Taking a new job with the Calgary company Peter Bawden Drilling in 1959, Reilly co-piloted a DC-3 airliner. She flew extensively throughout the north, piloting back and forth between major oil airfields and making runs to places such as Frobisher Bay and Resolute Bay. Reilly often dealt with extreme weather conditions, poor visibility, and few navigational aids.

In 1965, Reilly joined Canadian Coachways (later Canadian Utilities) and was hired as their chief pilot, becoming the first female corporate pilot in Canada. She flew a Beechcraft Duke throughout North America, and made modifications to the aircraft in order to fly more efficiently in the Arctic, receiving a personal commendation from the Beechcraft chairwoman Olive Beech in the process.

== Honours ==
In 1974, Reilly was inducted into the Canadian Aviation Hall of Fame.

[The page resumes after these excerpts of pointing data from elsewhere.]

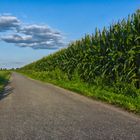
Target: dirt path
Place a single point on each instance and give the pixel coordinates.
(31, 110)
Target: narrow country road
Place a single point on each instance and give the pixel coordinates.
(31, 110)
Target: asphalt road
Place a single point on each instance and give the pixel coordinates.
(31, 110)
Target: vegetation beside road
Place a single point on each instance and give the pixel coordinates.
(104, 65)
(4, 78)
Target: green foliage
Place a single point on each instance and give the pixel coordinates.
(110, 57)
(4, 77)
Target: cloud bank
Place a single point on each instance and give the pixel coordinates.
(34, 36)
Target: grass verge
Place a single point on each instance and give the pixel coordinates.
(105, 94)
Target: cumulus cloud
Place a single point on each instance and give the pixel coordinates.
(34, 36)
(8, 22)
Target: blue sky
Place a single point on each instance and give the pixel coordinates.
(72, 19)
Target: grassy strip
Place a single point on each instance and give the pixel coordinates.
(104, 94)
(4, 78)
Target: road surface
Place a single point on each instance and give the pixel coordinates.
(31, 110)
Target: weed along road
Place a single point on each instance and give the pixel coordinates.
(31, 110)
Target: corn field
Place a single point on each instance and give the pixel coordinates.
(111, 55)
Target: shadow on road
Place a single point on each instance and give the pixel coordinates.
(7, 91)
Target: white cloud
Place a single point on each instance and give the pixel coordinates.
(8, 22)
(34, 36)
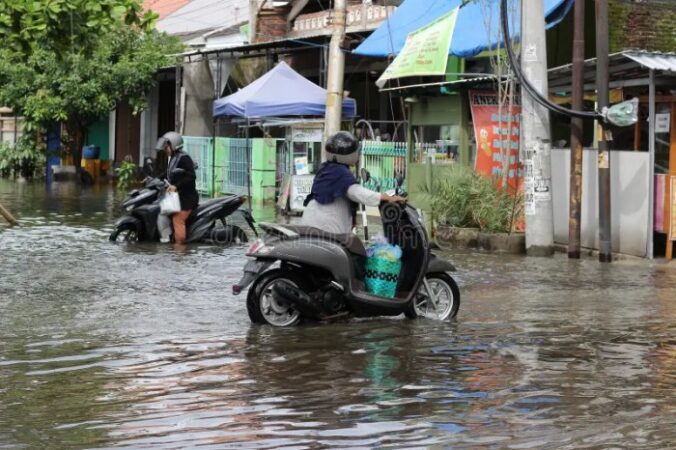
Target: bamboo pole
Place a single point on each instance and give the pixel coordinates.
(8, 217)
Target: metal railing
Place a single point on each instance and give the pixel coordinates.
(200, 150)
(232, 166)
(228, 162)
(383, 160)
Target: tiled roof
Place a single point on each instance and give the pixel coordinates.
(199, 15)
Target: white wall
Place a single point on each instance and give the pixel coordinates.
(149, 124)
(629, 178)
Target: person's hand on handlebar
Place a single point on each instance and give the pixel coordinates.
(392, 198)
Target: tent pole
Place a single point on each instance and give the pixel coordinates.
(213, 159)
(248, 162)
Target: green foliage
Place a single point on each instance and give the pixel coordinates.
(62, 25)
(469, 200)
(72, 61)
(80, 89)
(26, 158)
(126, 174)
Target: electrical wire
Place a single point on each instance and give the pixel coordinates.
(525, 84)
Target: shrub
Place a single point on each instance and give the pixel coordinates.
(126, 174)
(25, 159)
(468, 200)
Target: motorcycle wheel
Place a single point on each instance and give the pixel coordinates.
(230, 234)
(448, 295)
(124, 233)
(264, 309)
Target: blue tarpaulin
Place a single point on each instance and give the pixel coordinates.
(280, 92)
(471, 35)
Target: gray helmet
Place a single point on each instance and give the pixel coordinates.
(343, 148)
(172, 138)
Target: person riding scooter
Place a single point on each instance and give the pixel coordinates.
(183, 183)
(331, 205)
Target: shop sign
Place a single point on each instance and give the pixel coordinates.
(301, 185)
(662, 123)
(358, 18)
(307, 134)
(425, 52)
(494, 138)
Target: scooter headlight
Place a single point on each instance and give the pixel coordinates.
(259, 248)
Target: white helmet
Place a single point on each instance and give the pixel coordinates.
(343, 148)
(172, 138)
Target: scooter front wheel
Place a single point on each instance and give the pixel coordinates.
(262, 305)
(446, 293)
(124, 233)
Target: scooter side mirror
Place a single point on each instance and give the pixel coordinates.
(399, 177)
(365, 175)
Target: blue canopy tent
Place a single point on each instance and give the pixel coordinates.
(471, 35)
(279, 93)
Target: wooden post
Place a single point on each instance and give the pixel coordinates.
(671, 178)
(8, 217)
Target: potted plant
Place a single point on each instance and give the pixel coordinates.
(472, 211)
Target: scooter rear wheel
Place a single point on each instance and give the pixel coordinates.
(263, 308)
(448, 297)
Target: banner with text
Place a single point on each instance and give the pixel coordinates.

== Personal life and death ==
In 1959, Reilly accepted a marriage proposal from pilot Jack Reilly, whom she had met through her first post-war job at the Leavens Brothers Flying School. He was her co-pilot for the DC-3 airliner at Peter Bawden Drilling.

Reilly died on November 24, 1980. By the end of her career, she had logged over 10,000 hours as a pilot-in-command, without a single accident.